When asked several times to discuss its strategy to extend the
patents on BuSpar and on other drugs, Bristol-Myers refused.
Less Innovation
Many experts believe the industry, in general, is producing fewer
innovative drugs.
"If I'm a manufacturer and I can change one molecule and get
another 20 years of patent rights, and convince physicians to
prescribe and consumers to demand the next form of Prilosec, or
weekly Prozac, instead of daily Prozac, just as my patent expires,
then why would I be spending money on a lot less-certain endeavor,
which is looking for brand-new drugs," said Dr. Sharon Levine, the
associate executive director and a pediatrician for the Kaiser
Permanente Medical Group. She is responsible for assessing the best
resources for the medical group, including helping decide which
drugs are used.
But with so many drugs for each of these conditions, how are
consumers supposed to know which drugs are the best? Surprisingly
enough, the FDA says a new drug does not have to be any better than
what already exists. "All you have to be able to prove is that the
drug is better than nothing," said Levine.

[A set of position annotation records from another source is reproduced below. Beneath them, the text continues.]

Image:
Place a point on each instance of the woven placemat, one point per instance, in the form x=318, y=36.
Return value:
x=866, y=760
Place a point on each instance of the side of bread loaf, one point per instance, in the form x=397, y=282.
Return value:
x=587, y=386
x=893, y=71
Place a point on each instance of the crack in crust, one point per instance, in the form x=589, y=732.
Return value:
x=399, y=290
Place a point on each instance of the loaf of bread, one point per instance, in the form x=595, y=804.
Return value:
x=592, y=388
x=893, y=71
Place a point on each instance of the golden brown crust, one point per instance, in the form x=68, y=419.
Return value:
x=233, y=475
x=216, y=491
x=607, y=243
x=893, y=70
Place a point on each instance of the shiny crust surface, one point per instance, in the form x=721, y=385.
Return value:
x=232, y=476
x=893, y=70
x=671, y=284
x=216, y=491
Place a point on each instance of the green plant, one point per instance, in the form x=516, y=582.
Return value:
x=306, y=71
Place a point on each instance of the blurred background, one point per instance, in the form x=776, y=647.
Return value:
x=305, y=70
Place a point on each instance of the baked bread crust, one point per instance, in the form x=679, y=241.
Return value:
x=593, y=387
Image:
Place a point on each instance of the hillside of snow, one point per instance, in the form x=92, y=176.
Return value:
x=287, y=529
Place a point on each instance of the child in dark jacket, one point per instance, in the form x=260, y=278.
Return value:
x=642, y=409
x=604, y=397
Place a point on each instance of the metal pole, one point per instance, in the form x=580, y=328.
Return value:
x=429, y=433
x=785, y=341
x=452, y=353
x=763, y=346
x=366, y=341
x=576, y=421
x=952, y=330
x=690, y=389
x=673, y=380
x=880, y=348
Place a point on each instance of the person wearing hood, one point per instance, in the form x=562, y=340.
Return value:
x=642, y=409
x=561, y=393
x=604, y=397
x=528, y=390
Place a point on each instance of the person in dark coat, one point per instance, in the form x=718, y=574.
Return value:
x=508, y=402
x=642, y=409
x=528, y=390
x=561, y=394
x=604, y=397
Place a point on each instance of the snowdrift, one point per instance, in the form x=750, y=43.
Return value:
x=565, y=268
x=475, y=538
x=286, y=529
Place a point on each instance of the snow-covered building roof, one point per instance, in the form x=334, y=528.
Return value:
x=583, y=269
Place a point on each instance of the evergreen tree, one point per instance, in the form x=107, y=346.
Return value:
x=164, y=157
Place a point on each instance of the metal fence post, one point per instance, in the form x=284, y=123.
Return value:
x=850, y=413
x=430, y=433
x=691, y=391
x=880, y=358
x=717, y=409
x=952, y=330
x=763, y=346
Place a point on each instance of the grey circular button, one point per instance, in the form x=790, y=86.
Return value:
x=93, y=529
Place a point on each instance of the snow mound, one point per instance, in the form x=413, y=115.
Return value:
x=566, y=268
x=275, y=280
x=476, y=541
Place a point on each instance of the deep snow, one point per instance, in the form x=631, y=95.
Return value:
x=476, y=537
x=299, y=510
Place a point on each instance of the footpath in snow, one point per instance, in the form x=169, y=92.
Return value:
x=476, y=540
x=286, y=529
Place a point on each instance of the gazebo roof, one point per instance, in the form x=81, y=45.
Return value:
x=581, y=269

The rules by which this hugely profitable industry operates do
not always serve customers adequately. The Federal Trade Commission
is investigating whether drug makers illegally delay generic
competition. Some members of Congress are trying to close the
loopholes in the law to make it easier for generic drugs to become
available.
However, the drug industry has enormous influence in Washington.
The pharmaceutical industry has more registered lobbyists than the
number of senators and congressmen combined.